The Beijing municipal government now seems serious about leaving the old city center and move to the suburbs, a very old plan. For the New York Times journalist Ian Johnson dives into the history of the plans. Most reactions are mildly positive.
For decades, moving government offices outside Beijing has been a taboo subject. In the 1950s, a prominent architect and urban planner, Liang Sicheng, proposed building an administrative center outside the old city. The idea, however, was rejected by Communist China’s first leader, Mao Zedong, and his associates as running against the revolution. Instead, they put national ministries and the urban administration of their capital in the old city, purposefully using palaces and parks to symbolize the Communists’ overturning of the old order.
Over the years, however, this has meant the destruction of the old city, as alleys, temples, city walls and old buildings were torn down for an ever-expanding bureaucracy.
“The move is ironic given that earlier planners advocated something similar in the 1950s,” said Thomas Hahn, a geographer and historian of urban China affiliated with the University of California, Berkeley. “They were outmaneuvered, which eventually led to the wholesale gutting of the traditional urban core.”
The exact details have not been released, but some published reports say the city’s Communist Party headquarters, as well as several other political committees, could move to Lucheng, a part of Tongzhou where a subway connection to the inner city recently opened.
Local government websites have publicized new orders not to construct buildings on the land. Those also state that local residents would be reclassified from rural residents to urban ones, which would end farming on the land and allow for more intensive construction.
Officials at several Beijing offices refused to confirm or deny the plans.
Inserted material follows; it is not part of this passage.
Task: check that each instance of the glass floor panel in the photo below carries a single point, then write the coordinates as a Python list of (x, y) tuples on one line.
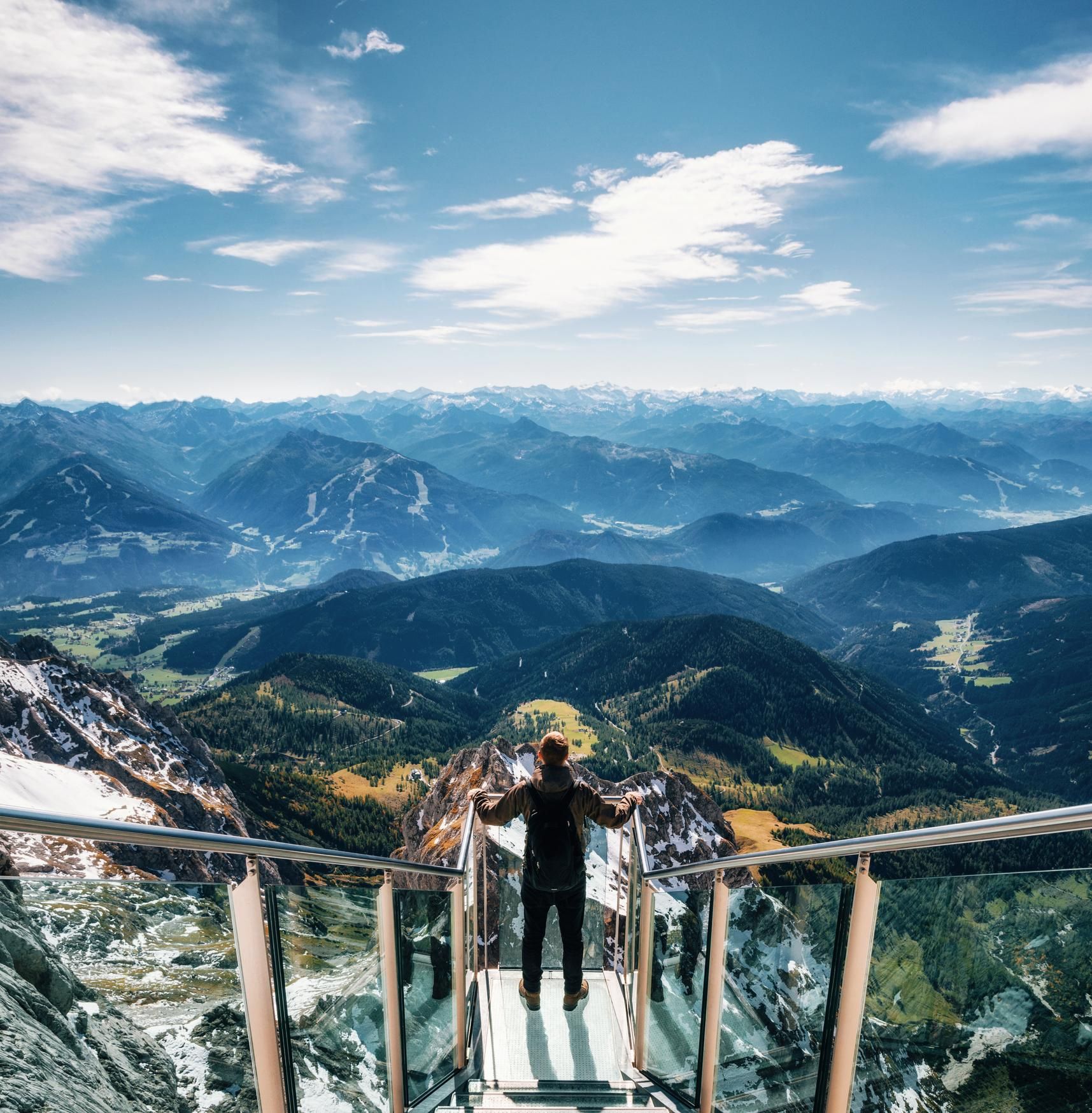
[(585, 1046)]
Speaking anonymously, however, numerous officials said the move was definite and could be announced on the National Day holiday on Oct. 1. A senior official with the city’s Bureau of Industry and Commerce said that his office received a notice from his superiors last month to prepare for the move, but that it would take years to complete.
According to Zhang Wuming, a researcher at the Fangtang Think Tank in Beijing, which specializes in urban and cultural issues, the plan would leave the core part of the city home only to central government ministries.
“The idea is to strengthen the function of Beijing as the capital, which means that Beijing should serve the central organs more efficiently,” Mr. Zhang said. “If the Beijing government can move to Tongzhou, it actually can better manage the city from there.”